A slight shift of the door in the far corner made all three women look up. The caretaker—an older man with a kind face lined by the fatigue of years—poked his head in, eyebrows raised. "Everything alright in here?" he asked, eyeing the swirl of leftover illusions. Amberine noticed the small paper talisman pinned to his vest, likely a minor ward Draven had entrusted him with.

"We're fine," Maris answered politely, stirring the stew again. "Just the usual illusions. We'll have them done in time for the morning lesson." Her voice carried a warmth that rarely left her lips outside the orphanage's walls, but in here, she felt safe enough to show it.

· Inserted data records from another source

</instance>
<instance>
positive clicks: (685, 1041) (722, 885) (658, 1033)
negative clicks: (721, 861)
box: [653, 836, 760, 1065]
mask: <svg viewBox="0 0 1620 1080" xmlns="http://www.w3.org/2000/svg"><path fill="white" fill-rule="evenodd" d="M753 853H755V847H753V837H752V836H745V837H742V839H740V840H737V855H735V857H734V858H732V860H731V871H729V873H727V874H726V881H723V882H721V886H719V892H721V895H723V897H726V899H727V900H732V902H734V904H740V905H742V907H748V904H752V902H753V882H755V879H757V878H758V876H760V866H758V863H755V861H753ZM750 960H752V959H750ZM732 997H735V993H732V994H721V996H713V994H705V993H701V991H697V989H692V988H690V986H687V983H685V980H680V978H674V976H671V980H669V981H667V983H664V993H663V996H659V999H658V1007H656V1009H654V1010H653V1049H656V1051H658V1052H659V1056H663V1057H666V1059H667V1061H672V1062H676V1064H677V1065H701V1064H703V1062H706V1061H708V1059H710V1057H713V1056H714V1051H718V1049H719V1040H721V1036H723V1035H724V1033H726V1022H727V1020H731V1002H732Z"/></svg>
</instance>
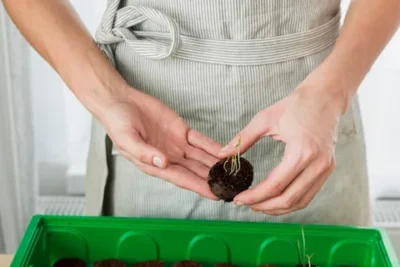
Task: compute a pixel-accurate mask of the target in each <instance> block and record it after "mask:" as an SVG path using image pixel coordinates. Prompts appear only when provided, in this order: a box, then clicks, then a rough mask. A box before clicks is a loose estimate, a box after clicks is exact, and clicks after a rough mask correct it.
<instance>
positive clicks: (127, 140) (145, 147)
mask: <svg viewBox="0 0 400 267" xmlns="http://www.w3.org/2000/svg"><path fill="white" fill-rule="evenodd" d="M127 139H128V140H126V142H125V143H124V144H123V145H122V146H121V147H122V150H124V151H125V152H126V153H128V154H129V155H131V156H132V157H133V158H134V159H136V160H137V161H139V162H141V163H143V164H146V165H150V166H154V167H157V168H166V167H167V166H168V158H167V156H166V155H165V154H164V153H163V152H161V151H160V150H159V149H157V148H156V147H154V146H152V145H149V144H147V143H146V142H145V141H144V140H143V139H142V137H141V136H140V135H139V134H138V133H137V132H133V133H131V134H130V135H129V136H128V138H127Z"/></svg>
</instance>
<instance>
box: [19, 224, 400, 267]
mask: <svg viewBox="0 0 400 267" xmlns="http://www.w3.org/2000/svg"><path fill="white" fill-rule="evenodd" d="M302 229H303V230H302ZM303 231H304V237H305V244H306V252H307V255H310V256H311V255H313V256H312V258H311V262H312V264H313V265H315V266H321V267H340V266H358V267H389V266H390V267H391V266H396V267H398V266H400V265H399V262H398V260H397V258H396V256H395V253H394V250H393V248H392V245H391V243H390V241H389V239H388V237H387V235H386V233H385V232H384V231H383V230H379V229H366V228H357V227H341V226H322V225H305V226H301V225H297V224H273V223H249V222H221V221H194V220H168V219H144V218H113V217H69V216H67V217H65V216H34V217H33V218H32V220H31V222H30V224H29V226H28V228H27V230H26V232H25V235H24V237H23V240H22V242H21V244H20V247H19V248H18V251H17V253H16V255H15V257H14V259H13V262H12V264H11V267H52V266H53V265H54V263H55V262H56V261H57V260H60V259H63V258H80V259H82V260H84V261H85V262H87V266H93V264H94V263H96V262H97V261H101V260H106V259H119V260H122V261H124V262H125V263H126V264H127V266H132V265H133V264H136V263H140V262H144V261H149V260H156V259H159V260H162V261H163V262H164V263H165V266H166V267H170V266H171V267H172V266H173V265H174V264H175V263H176V262H178V261H181V260H194V261H197V262H198V263H200V264H202V265H203V266H204V267H214V266H215V264H216V263H231V264H235V265H238V266H241V267H256V266H260V265H264V264H276V265H277V266H283V267H285V266H296V265H297V264H299V263H300V259H301V256H303V255H304V253H300V252H299V246H301V247H302V244H303V239H302V232H303ZM300 255H301V256H300ZM305 266H308V265H305Z"/></svg>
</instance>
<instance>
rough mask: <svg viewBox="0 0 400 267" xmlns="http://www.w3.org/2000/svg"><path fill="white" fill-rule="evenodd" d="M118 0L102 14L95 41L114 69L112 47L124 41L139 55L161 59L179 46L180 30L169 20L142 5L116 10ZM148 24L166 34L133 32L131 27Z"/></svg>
mask: <svg viewBox="0 0 400 267" xmlns="http://www.w3.org/2000/svg"><path fill="white" fill-rule="evenodd" d="M119 5H120V0H116V1H114V2H113V3H111V4H110V5H109V6H108V8H107V10H106V12H105V13H104V16H103V19H102V22H101V25H100V27H99V29H98V30H97V32H96V35H95V38H96V41H97V44H98V45H99V47H100V48H101V49H102V50H103V51H104V52H105V53H106V54H107V56H108V58H109V59H110V61H111V63H112V64H113V65H114V66H115V60H114V55H113V54H114V53H113V46H114V45H115V44H117V43H120V42H125V43H126V44H128V45H129V46H130V47H131V48H132V49H134V50H135V52H136V53H138V54H139V55H141V56H144V57H146V58H149V59H156V60H162V59H165V58H168V57H171V56H173V55H174V54H175V53H176V51H177V50H178V48H179V45H180V30H179V27H178V25H177V23H176V22H175V20H173V19H172V18H171V17H169V16H168V15H166V14H164V13H162V12H160V11H159V10H156V9H153V8H150V7H146V6H127V7H123V8H121V9H119ZM145 21H151V22H153V23H155V24H157V25H158V26H161V27H163V28H166V29H167V30H168V31H169V32H168V33H162V32H157V33H154V32H153V33H151V34H149V33H148V32H145V31H135V30H132V28H133V27H134V26H136V25H139V24H141V23H143V22H145Z"/></svg>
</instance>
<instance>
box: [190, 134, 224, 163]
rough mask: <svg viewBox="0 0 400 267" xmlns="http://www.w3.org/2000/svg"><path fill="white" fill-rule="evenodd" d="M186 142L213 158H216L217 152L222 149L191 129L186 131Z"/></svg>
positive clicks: (211, 140) (212, 142) (201, 134)
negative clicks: (186, 136)
mask: <svg viewBox="0 0 400 267" xmlns="http://www.w3.org/2000/svg"><path fill="white" fill-rule="evenodd" d="M187 140H188V143H189V144H190V145H192V146H194V147H196V148H198V149H201V150H203V151H205V152H207V153H208V154H210V155H212V156H214V157H217V156H218V152H219V151H220V150H221V148H222V146H221V145H220V144H218V143H216V142H214V141H213V140H211V139H210V138H208V137H207V136H205V135H203V134H201V133H199V132H197V131H195V130H193V129H190V130H189V131H188V134H187Z"/></svg>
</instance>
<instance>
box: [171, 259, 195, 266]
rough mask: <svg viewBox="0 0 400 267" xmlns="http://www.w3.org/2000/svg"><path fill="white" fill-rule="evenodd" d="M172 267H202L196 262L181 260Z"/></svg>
mask: <svg viewBox="0 0 400 267" xmlns="http://www.w3.org/2000/svg"><path fill="white" fill-rule="evenodd" d="M174 267H202V265H201V264H200V263H198V262H195V261H191V260H183V261H180V262H178V263H176V264H175V265H174Z"/></svg>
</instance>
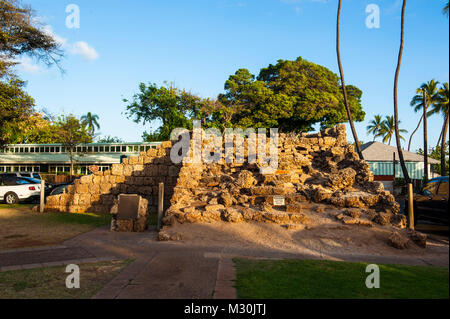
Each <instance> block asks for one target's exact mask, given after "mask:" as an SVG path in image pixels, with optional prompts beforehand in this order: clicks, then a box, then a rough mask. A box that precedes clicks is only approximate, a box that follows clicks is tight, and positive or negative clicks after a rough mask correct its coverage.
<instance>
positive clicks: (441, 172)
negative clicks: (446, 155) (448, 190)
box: [441, 112, 450, 176]
mask: <svg viewBox="0 0 450 319" xmlns="http://www.w3.org/2000/svg"><path fill="white" fill-rule="evenodd" d="M447 126H448V127H449V130H450V118H449V114H448V112H447V114H445V121H444V128H443V132H442V139H441V176H445V175H446V172H445V142H446V140H445V138H446V136H447Z"/></svg>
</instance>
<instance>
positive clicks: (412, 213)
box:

The caretaker nodded, relief flickering across his face, and retreated, presumably to see if the children had started gathering. Even with her grumpiness, Amberine felt a small sense of readiness. Yes, she'd complained about being here at this gods-forsaken hour, but the silliness with Nico had somehow recharged her spirit. She realized she cared a lot more than she wanted to admit. She was downright protective of these kids, their illusions, and even the battered surroundings that they all found themselves in day after day.

She dropped the battered broom in a corner, deciding the leaves-littered floor was "clean enough," and turned her full attention to the pot of stew. "Is that even edible?" she asked, sniffing. It smelled decent, if watery, but the lumps of bread floating at the top looked suspiciously dense.

"I reinforced it with my illusions so they don't taste stale," Maris joked, which earned her a wide-eyed stare from Amberine.

"You can do that?" Amberine said, half-impressed. "Illusions that trick taste buds?"